The cost-of-living crisis continues to put unprecedented pressure on families. The impact is far-reaching, too: between February and May 2023, at least one in 20 UK adults reported running out of food and being unable to afford to buy more.
With some adults turning to charities and support networks, others try to ease the pinch by taking money out of savings accounts or entering credit agreements. There’s no right or wrong answer to alleviating money worries, but certain strategies could be more suitable than others.
Regardless of your approach to personal finances, it’s worth knowing about how you can carry on saving through difficult economic times.
Are people still saving money?
If you’re struggling to save money now, you’re not alone. However, with a proactive approach and some sensible, realistic planning, the situation could be more promising soon.
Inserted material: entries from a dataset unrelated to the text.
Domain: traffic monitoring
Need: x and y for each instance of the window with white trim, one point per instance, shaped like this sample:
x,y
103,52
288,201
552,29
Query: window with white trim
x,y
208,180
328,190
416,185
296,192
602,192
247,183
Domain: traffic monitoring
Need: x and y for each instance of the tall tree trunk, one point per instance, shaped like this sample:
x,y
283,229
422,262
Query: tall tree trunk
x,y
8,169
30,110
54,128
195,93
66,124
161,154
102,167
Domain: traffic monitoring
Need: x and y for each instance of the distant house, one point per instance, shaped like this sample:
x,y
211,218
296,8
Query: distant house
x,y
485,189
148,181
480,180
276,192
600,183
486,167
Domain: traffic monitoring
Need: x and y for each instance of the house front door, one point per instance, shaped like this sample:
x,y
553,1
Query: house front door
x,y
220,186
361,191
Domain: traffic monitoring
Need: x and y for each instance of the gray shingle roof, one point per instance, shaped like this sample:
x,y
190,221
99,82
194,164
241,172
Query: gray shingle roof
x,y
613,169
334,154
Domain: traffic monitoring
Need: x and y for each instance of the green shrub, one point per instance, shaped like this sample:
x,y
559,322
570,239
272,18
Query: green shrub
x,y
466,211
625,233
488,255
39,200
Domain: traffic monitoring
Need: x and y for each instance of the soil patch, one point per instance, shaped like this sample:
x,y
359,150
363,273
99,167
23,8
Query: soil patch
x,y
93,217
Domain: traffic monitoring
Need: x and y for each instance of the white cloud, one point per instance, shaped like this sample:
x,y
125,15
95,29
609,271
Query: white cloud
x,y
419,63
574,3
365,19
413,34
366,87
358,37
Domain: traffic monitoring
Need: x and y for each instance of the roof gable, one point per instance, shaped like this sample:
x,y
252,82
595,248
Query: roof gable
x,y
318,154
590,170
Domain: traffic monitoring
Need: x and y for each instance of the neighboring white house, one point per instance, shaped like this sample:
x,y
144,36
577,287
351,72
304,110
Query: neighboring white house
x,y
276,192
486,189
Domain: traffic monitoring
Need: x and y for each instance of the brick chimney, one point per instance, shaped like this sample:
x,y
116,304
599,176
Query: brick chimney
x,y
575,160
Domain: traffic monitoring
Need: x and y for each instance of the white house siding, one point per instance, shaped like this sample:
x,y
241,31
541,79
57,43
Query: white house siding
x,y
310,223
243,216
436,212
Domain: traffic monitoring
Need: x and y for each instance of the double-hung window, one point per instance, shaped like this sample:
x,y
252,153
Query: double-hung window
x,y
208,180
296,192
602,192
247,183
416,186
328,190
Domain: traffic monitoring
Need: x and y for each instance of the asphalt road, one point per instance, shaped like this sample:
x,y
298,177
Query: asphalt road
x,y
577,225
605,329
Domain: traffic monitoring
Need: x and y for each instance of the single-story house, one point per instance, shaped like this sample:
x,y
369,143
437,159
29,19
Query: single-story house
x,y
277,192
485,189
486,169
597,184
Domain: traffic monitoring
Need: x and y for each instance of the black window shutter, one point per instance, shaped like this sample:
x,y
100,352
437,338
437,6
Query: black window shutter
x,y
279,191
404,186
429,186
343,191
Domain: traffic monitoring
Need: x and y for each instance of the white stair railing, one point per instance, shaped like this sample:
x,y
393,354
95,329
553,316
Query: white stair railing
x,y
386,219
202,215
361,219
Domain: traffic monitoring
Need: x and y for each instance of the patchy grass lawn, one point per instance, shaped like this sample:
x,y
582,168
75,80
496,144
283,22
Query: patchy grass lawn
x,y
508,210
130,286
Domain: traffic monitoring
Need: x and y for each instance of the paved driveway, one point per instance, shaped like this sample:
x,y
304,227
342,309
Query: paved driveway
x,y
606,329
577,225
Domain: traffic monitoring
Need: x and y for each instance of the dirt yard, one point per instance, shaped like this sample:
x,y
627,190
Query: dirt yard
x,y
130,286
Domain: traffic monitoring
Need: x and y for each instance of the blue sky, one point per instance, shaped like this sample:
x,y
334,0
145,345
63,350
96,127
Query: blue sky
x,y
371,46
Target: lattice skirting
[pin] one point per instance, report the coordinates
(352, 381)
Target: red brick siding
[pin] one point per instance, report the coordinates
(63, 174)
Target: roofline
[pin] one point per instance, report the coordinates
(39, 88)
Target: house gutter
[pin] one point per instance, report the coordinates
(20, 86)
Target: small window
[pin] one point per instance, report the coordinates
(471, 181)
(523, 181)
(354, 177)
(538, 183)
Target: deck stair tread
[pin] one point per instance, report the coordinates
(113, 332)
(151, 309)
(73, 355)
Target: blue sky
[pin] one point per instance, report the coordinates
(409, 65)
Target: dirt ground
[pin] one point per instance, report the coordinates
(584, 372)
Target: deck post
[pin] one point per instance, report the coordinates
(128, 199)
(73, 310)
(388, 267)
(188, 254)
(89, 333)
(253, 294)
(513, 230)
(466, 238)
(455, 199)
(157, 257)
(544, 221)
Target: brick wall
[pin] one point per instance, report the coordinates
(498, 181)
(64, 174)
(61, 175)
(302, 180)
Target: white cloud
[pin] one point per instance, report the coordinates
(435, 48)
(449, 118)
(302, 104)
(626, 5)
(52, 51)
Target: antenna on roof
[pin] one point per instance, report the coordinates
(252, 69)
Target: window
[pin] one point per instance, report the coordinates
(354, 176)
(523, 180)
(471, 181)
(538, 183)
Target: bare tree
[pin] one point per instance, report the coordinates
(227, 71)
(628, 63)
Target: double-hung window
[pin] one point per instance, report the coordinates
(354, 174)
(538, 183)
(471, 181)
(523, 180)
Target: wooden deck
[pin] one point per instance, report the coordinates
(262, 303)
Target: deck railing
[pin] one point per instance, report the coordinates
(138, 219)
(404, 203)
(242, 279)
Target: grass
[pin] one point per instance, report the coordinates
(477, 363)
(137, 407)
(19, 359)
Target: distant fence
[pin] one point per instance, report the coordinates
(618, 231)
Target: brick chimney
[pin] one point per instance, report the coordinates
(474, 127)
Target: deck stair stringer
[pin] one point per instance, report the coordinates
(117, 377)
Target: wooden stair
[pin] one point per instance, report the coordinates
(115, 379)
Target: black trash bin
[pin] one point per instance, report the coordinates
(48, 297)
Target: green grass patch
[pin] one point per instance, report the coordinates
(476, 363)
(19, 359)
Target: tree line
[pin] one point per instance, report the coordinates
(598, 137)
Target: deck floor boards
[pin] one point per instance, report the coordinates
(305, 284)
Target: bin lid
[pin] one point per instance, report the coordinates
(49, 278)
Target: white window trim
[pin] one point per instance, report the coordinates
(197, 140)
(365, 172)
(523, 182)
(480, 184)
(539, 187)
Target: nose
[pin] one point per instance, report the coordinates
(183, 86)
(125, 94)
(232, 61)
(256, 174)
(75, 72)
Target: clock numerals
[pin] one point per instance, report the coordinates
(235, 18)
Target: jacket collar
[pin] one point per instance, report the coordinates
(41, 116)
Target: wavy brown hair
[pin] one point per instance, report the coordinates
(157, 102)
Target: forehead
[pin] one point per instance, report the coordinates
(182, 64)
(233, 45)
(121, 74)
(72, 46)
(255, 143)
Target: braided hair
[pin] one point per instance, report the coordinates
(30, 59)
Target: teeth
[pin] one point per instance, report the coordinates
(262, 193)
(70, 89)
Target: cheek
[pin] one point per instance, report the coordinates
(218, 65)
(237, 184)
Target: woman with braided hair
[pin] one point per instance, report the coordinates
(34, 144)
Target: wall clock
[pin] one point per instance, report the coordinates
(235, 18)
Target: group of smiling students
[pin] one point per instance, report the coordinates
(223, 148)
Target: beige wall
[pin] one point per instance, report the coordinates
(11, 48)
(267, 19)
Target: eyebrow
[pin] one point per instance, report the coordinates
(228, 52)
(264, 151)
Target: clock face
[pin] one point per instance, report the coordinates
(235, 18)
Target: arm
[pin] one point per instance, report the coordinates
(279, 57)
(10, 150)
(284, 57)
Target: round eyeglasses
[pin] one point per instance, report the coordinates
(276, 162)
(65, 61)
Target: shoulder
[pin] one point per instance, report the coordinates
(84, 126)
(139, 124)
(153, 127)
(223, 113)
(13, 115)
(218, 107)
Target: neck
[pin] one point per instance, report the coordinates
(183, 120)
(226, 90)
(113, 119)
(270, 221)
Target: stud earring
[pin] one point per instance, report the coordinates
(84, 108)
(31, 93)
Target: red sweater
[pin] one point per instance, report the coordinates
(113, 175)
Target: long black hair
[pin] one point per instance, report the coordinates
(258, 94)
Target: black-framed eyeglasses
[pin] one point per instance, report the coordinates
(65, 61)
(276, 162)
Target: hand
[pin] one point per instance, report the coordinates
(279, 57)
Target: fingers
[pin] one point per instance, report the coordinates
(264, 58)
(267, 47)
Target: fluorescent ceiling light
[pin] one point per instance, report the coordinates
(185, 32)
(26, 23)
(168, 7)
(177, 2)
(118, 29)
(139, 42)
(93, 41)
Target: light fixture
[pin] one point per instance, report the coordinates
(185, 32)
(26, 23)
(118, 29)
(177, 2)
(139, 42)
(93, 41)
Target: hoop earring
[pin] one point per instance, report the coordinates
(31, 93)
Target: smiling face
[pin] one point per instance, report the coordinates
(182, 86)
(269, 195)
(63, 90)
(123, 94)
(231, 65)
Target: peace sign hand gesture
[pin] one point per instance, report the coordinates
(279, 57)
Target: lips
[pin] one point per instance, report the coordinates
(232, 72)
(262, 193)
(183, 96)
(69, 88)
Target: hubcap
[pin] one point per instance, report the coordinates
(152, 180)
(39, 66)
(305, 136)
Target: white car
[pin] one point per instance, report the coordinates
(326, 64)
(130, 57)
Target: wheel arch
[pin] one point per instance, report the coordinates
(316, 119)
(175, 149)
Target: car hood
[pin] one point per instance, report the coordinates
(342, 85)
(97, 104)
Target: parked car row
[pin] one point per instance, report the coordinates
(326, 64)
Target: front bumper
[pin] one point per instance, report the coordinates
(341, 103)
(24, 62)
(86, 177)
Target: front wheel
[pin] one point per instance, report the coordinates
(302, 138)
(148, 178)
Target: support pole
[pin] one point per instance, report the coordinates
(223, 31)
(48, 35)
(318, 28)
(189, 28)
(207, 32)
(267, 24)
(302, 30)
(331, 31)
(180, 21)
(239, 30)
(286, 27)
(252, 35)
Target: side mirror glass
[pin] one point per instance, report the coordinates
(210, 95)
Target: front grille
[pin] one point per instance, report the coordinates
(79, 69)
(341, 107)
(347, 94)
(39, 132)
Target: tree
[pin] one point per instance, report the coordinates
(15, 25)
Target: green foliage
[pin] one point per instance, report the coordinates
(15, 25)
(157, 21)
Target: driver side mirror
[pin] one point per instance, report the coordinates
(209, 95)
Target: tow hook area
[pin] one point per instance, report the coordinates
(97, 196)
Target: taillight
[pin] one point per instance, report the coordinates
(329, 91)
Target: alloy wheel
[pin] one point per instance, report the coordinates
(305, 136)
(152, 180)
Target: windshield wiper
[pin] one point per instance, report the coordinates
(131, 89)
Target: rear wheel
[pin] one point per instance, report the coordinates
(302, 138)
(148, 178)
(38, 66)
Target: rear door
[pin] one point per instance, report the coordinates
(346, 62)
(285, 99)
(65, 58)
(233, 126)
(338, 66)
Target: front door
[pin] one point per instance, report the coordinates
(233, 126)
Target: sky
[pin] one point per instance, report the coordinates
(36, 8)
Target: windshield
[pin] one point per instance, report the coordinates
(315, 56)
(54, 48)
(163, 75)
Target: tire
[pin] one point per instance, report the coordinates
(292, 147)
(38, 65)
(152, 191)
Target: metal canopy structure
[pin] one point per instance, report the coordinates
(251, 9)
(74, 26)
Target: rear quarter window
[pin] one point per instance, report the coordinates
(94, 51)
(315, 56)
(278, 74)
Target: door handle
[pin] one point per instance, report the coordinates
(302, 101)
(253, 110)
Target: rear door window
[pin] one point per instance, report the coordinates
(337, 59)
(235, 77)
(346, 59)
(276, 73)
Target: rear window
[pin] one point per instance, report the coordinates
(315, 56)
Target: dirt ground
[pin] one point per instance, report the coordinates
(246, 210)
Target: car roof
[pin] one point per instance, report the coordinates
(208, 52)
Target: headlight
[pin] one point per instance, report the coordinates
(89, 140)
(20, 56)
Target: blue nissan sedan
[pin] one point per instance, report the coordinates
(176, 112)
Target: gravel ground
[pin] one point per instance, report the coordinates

According to a recent survey undertaken by Leeds Building Society, 18% of people said they can’t save money anymore. But six in ten are still managing to put some money aside each month, and there’s more hope on the horizon. Findings from the same survey suggest that:
- Only 16% have dipped into savings to cover current living costs
- 23% are looking to save money for a rainy day
- At least 70% are aiming to save up to £10,000
Do I need to earn more money to start saving?
The survey by Leeds Building Society pointed out some significant income splits. Those earning between £30,000 and £39,999 were the least likely to find their savings habits affected by the current cost-of-living crisis.
Given that the average household disposable income in the UK was £32,300 last year, it’s easy to see why those on a lower income are now struggling more. Prices continue to increase, and wage growth remains slow in most areas.
How can I save money through the cost-of-living crisis?
- Set a realistic budget
Budgeting is sensible, but only if you can stick to it. Work out your monthly incomings and outgoings to set yourself limits in every area. Think about insurance costs, fuel money, and the extra food you like to buy from restaurants before setting a low budget.
You could always set a ‘buffer’ if you’re not sure how much you’re going to spend. Keep some money aside and aim for the first figure, but don’t worry too much if you exceed it.
- Open a savings account
Opening a savings account will encourage you to make better use of your pay. Make sure you can afford it first, but choosing a fixed account means you won’t be able to withdraw the money without a fee, which could incentivise you to save more.
No matter whether you’re working towards a specific goal or if you’d just like to put some savings aside for another time, fixed rate bonds could make an excellent way to put away some money.
- Keep working hard
It’s tempting to jump ship in the hope of better pay, but staying put could reap more rewards. Depending on your employer, look for opportunities to progress within the company you work for now. And if that’s not possible, there’s no shame in seeking extra work.
If you have the time and resources, do whatever you can to provide an extra form of income if your current wages leave you unable to save.
Don’t forget that if you’re in an urgent situation, help is still available. Through the UK Government and organisations like Citizens Advice, you can find free and confidential advice, services, and resources.